Elle a ensuite insisté sur le fait que le système du vote unique était de nature à défavoriser plus encore la parité. A cet égard, elle a estimé que le modèle allemand combinant le double vote, d'une part, et une proportion 50/50 entre les élus uninominaux et les élus au scrutin de liste, d'autre part, pourrait être un bon référent, et qu'il permettait, en outre, une plus grande lisibilité de nature à mieux favoriser la parité.

a ensuite évoqué la solution consistant à présenter une candidature en « tandem » par canton, en incitant fortement à ce que les deux candidats soient de sexe différent. Elle a cependant jugé que les obstacles tenant à l'obligation de redécouper les cantons, au caractère purement incitatif du dispositif et à la difficulté pour les partis politiques de coordonner les candidatures, faisaient apparaître cette solution comme peu raisonnable.

Elle a finalement estimé que deux propositions pouvaient raisonnablement être retenues, consistant à relever la part d'élus à la proportionnelle de liste et à inscrire des garde-fous adaptés de nature à favoriser, en tenant compte des spécificités de la mixité, la parité.

Elle a ensuite présenter ses propositions relatives aux partis politiques.

Elle a rappelé que les dispositifs existants pour les scrutins de liste apparaissaient satisfaisants au regard de l'exigence de parité, estimant que ce constat justifiait que ne soient pas recherchées de solutions spécifiques pour les 20 % de conseillers territoriaux élus suivant ce mode de scrutin. Elle a estimé, en revanche, que la solution retenue pour les 80 % de conseillers territoriaux élus au scrutin majoritaire étant peu satisfaisante, c'était en ce domaine qu'il convenait de chercher des propositions nouvelles.

a rappelé que deux types de solutions existaient déjà pour ce mode de scrutin afin de favoriser l'égal accès des hommes et des femmes : l'exigence de parité du binôme candidat/suppléant, et les sanctions financières infligées aux partis ne respectant pas l'égal accès des hommes et des femmes à la candidature.

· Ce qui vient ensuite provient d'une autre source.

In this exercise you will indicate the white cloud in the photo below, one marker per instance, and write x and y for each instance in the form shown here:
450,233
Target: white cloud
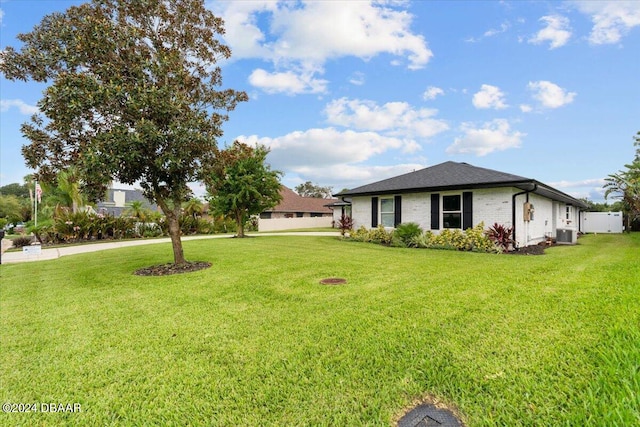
332,156
491,136
431,93
287,82
23,107
493,31
357,79
489,97
550,95
323,147
557,31
351,175
304,35
611,19
392,118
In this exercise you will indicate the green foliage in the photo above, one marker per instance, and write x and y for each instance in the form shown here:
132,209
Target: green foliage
241,184
407,231
625,185
21,241
14,208
133,96
502,236
18,190
374,235
511,341
309,189
473,239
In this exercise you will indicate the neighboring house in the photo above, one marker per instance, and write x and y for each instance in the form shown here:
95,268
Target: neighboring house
118,201
459,195
295,211
293,205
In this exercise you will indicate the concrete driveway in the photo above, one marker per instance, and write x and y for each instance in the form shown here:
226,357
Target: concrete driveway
54,253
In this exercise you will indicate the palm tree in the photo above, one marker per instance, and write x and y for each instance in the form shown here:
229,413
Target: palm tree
136,209
626,187
193,207
69,188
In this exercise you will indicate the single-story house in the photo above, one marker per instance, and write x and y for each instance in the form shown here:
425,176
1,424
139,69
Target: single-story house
459,195
118,201
294,205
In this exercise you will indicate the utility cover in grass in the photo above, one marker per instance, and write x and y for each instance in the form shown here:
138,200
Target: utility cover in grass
333,281
426,415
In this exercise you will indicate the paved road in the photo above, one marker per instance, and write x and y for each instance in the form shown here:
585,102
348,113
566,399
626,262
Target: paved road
53,253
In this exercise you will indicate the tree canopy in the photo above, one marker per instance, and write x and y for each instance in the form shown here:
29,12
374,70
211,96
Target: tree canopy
133,97
625,185
309,189
242,184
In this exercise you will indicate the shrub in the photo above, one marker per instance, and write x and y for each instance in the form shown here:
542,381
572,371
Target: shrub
21,241
381,235
345,224
501,236
407,231
361,234
473,239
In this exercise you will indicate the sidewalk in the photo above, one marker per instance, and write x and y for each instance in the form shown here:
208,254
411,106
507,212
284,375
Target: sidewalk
54,253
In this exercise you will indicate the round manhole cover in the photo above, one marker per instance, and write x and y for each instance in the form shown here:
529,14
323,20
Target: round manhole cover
427,415
333,281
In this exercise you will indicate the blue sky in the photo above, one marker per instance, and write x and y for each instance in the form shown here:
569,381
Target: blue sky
347,93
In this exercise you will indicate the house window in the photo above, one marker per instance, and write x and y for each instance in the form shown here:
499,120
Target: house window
387,213
452,211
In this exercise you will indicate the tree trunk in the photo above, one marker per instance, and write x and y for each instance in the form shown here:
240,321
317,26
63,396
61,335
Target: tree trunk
174,230
240,224
176,242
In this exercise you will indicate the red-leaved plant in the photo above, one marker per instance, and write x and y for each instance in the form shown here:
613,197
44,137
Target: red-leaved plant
501,236
345,223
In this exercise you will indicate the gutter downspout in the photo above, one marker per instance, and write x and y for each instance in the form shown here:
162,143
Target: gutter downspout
513,209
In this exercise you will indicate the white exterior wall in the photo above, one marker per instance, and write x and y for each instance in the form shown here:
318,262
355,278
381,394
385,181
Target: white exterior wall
602,222
491,205
361,212
277,224
541,226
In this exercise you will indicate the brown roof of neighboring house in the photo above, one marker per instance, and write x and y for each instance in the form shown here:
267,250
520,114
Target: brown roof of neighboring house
293,202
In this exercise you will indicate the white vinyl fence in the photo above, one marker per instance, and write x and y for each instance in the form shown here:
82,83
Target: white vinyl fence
602,222
277,224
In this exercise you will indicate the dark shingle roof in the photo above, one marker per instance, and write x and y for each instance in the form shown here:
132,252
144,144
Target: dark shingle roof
442,176
293,202
455,176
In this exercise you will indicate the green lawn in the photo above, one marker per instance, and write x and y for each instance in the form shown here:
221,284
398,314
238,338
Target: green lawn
255,340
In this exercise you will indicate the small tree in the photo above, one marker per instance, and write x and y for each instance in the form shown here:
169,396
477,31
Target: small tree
625,185
133,97
241,184
308,189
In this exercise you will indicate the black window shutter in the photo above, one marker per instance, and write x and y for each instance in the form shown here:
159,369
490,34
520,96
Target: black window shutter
374,212
467,210
435,211
397,206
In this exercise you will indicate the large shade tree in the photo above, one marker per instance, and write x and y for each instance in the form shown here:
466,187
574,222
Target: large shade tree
242,184
625,185
133,96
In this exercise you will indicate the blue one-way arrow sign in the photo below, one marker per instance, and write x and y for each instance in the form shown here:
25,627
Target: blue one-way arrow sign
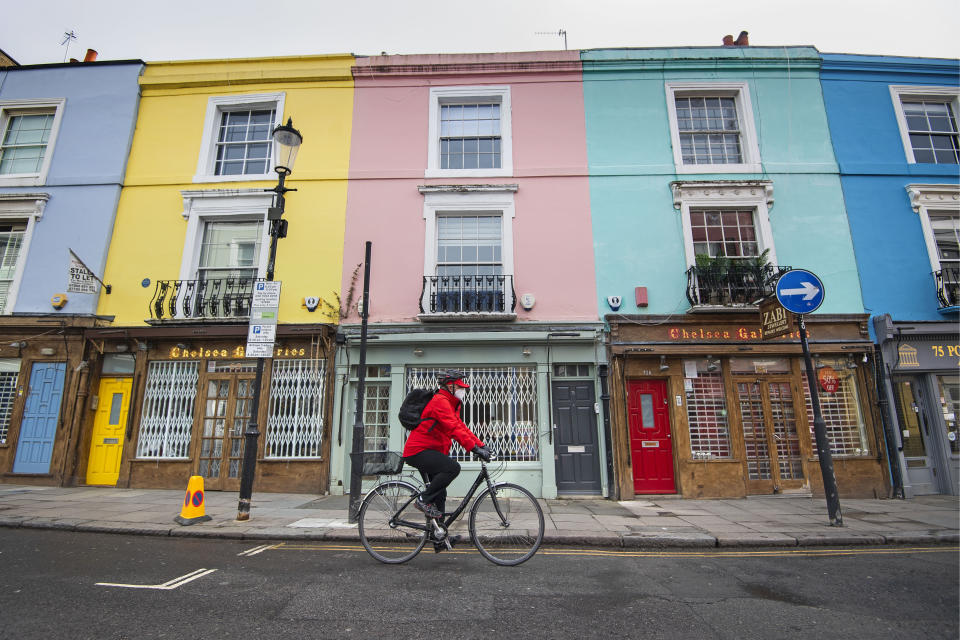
800,291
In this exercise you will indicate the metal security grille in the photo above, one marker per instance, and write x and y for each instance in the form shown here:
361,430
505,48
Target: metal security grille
295,423
501,408
841,414
707,417
168,400
8,393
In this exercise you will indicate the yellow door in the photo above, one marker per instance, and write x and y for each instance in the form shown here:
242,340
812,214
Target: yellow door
103,467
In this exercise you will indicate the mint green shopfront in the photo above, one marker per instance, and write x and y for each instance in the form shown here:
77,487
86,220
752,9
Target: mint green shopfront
535,400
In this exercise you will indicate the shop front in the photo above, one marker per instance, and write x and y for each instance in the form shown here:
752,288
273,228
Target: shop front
922,385
533,400
704,407
174,404
43,378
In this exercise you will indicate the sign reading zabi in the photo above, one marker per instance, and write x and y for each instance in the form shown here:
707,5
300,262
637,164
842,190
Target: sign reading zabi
800,291
774,319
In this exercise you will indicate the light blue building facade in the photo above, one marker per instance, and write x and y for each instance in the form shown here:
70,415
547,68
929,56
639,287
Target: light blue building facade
893,122
65,134
712,171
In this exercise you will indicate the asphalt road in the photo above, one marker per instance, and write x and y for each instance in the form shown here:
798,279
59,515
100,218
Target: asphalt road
48,589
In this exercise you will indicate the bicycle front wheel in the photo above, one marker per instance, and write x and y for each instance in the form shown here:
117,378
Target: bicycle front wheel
506,524
381,536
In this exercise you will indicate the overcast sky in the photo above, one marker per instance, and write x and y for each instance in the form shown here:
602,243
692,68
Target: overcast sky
195,29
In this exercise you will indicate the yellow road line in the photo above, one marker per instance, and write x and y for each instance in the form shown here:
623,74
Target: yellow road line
712,553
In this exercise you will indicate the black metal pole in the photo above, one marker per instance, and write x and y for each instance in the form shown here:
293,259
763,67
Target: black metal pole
252,434
820,433
356,450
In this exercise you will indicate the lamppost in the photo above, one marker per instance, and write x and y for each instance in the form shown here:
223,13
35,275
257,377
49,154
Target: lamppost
286,143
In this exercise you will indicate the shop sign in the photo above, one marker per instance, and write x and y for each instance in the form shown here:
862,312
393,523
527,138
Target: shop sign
774,319
921,355
829,380
239,351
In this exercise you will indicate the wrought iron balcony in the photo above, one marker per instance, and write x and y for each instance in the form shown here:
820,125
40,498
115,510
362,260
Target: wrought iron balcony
948,286
729,285
472,295
219,299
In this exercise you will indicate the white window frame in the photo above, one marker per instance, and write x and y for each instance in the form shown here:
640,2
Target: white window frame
216,107
898,92
222,205
749,146
20,207
927,198
10,108
441,95
754,194
463,200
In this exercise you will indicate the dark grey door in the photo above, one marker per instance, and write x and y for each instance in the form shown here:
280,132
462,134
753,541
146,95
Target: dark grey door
575,422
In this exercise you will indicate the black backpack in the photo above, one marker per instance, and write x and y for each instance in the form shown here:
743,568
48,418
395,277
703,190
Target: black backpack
412,407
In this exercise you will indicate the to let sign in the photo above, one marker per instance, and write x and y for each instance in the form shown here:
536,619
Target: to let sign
774,319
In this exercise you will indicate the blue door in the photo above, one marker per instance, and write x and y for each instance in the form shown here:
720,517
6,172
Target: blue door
40,415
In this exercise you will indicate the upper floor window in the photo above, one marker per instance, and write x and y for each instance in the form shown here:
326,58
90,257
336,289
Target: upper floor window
927,117
28,130
469,132
237,143
711,127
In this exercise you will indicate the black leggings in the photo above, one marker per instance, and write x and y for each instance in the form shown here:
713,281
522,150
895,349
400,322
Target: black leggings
437,469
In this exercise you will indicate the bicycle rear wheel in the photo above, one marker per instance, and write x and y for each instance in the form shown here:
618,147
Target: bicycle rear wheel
389,543
506,525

Sur le premier point, elle a estimé possible d'envisager l'exigence d'une double parité consistant à maintenir la parité candidat / suppléant combinée à l'échelle du territoire national, à une parité des types de binômes, ceci afin de ne pas cantonner systématiquement la candidature féminine au rôle de suppléante.

Sur le second point, elle a considéré qu'il était temps de passer de la punition à l'incitation, en reprenant, notamment, la proposition de M. Guy Carcassonne consistant à redistribuer le crédit des pénalités financières payées par les contrevenants entre les partis qui ont respecté la parité. Elle a également proposé que les sanctions puissent prendre en compte le nombre de femmes élues et non plus seulement candidates.

Elle a enfin envisagé qu'une part du financement public ne soit versée que sous condition de parité.